Jeanne d’Arc, cette semaine, avait décidément les
honneurs de l’actualité. On apprenait en effet avant-hier que le Front
national nouveau style renonçait définitivement à son habituel défilé
devant la statue de l’héroïne, place des Pyramides à Paris, mais ne
manquerait pas de trouver d’autres façons de l’honorer quand il en
aurait le temps. Jean-Marie Le Pen, furieux du nouveau camouflet que lui
inflige le parti dont il fut le fondateur, a aussitôt fait savoir qu’il
maintiendrait la tradition qu’il avait inaugurée dès 1979 et qu’il
invitait ses fidèles à se compter autour de lui le 1er mai prochain. Il est permis de prédire que le compte sera vite fait.
Dans les années de l’immédiate après-guerre, le
Parti communiste français, ayant découvert et suivi les chemins du
patriotisme après l’invasion de l’URSS par le IIIe Reich, avait pris lui
aussi le pli d’organiser des cortèges, sinon des pélerinages, en
l’honneur de la sainte. Rituel inattendu et décalé qui était peu à peu
tombé en désuétude, tant les liens entre le personnage historique de
Jeanne et le marxisme-léninisme ou le Komintern apparaissaient peu
évidents.
Nombreux sont les hommes et les partis
politiques qui ont joué à des fins intéressées au petit, au très petit
jeu du « Jeanne avec nous. » Comment aurait réagi Jeanne face à certains
hommages, à ceux qui les lui rendaient et aux motifs qu’ils en
donnaient ? On ne le saura jamais. C’est dans un roman de Jules Romains,
Les Copains, que Vercingétorix en personne se dresse sur le
socle du monument qui lui est dédié et apostrophe avec verdeur la foule
des notables venus l’inaugurer. Force est de constater que Jeanne n’est
jamais descendue de son cheval doré pour dire leur fait à ses visiteurs
du dimanche.
On ne parlera donc pas à sa place et on ne se
risquera pas à dire ce que penserait Jeanne d’Arc, si elle revenait
parmi nous, à quel parti elle adhèrerait, à quel candidat elle se
rallierait (à moins qu’elle soit elle-même candidate) ni ce que seraient
exactement ses prises de position par rapport à la loi El Khomri, à la
déchéance de nationalité, à l’IVG, à la GPA, au mariage pour tous, au
féminisme, à Daech, à l’euro, et, bien sûr, au « Brexit ».

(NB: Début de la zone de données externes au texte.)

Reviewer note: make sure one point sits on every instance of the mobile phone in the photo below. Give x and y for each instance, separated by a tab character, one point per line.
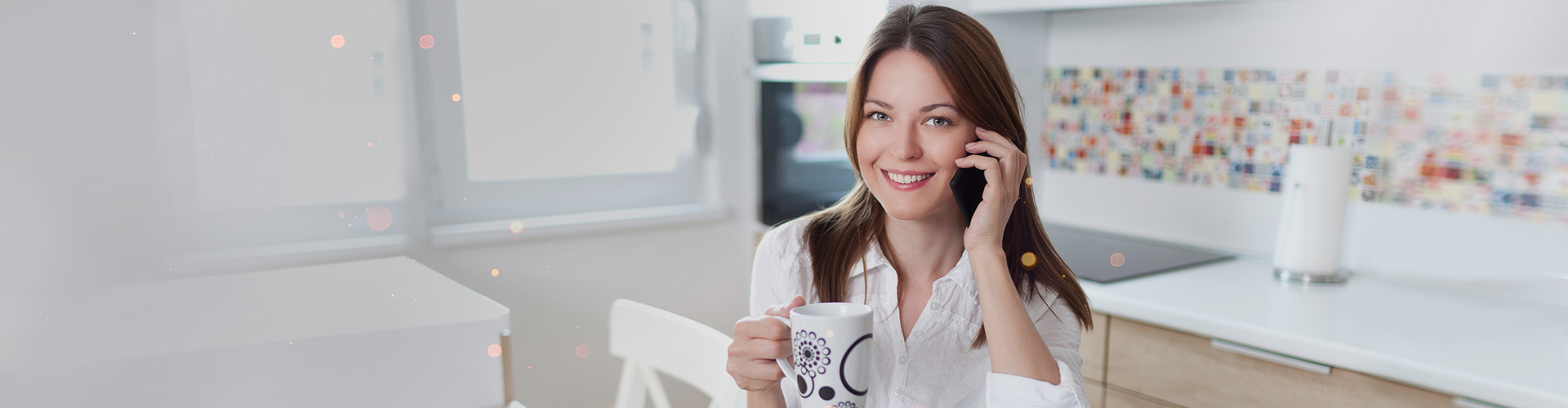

Jeanne d’Arc, dont chacun est libre de se revendiquer, appartient à tout le monde, c’est dire qu’elle n’appartient à personne.

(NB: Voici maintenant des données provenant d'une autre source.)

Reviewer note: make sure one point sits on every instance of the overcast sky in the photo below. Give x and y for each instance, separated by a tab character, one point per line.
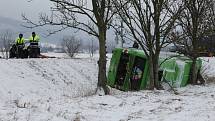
14	8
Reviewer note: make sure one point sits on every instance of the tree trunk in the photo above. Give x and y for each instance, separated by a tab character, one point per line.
194	71
151	73
102	79
156	69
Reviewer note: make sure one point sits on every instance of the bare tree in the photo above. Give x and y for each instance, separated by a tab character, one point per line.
6	38
150	22
71	45
90	16
92	47
196	22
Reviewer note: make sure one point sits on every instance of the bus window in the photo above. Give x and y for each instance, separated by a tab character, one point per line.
137	72
122	69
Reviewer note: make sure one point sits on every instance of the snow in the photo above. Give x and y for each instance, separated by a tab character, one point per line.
62	89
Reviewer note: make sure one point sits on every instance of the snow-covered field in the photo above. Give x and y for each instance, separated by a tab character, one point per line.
61	89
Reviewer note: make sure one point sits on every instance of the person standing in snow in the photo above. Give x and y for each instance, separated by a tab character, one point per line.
34	39
20	44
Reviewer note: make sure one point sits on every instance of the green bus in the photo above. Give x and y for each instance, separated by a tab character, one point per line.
129	70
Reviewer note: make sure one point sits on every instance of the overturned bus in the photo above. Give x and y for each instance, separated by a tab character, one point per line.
129	70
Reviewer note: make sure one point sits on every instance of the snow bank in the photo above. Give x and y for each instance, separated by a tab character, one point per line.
49	90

On peut quand même tenir pour assuré
qu’aujourd’hui comme hier, elle ne se demanderait pas ce que son pays
peut faire pour elle mais bien ce qu’elle peut faire pour son pays. On
ne risque guère de se tromper en imaginant que, pendant la dernière
guerre, elle se serait engagée dans la Résistance plutôt qu’elle
n’aurait versé dans la collaboration. Il y a même un mot qui ne laisse
aucune place au soupçon ou au doute, un mot sur lequel pas plus
qu’elle-même nous ne sommes prêts à transiger ou à trahir, un mot qu’ici
nous partageons avec elle: la France.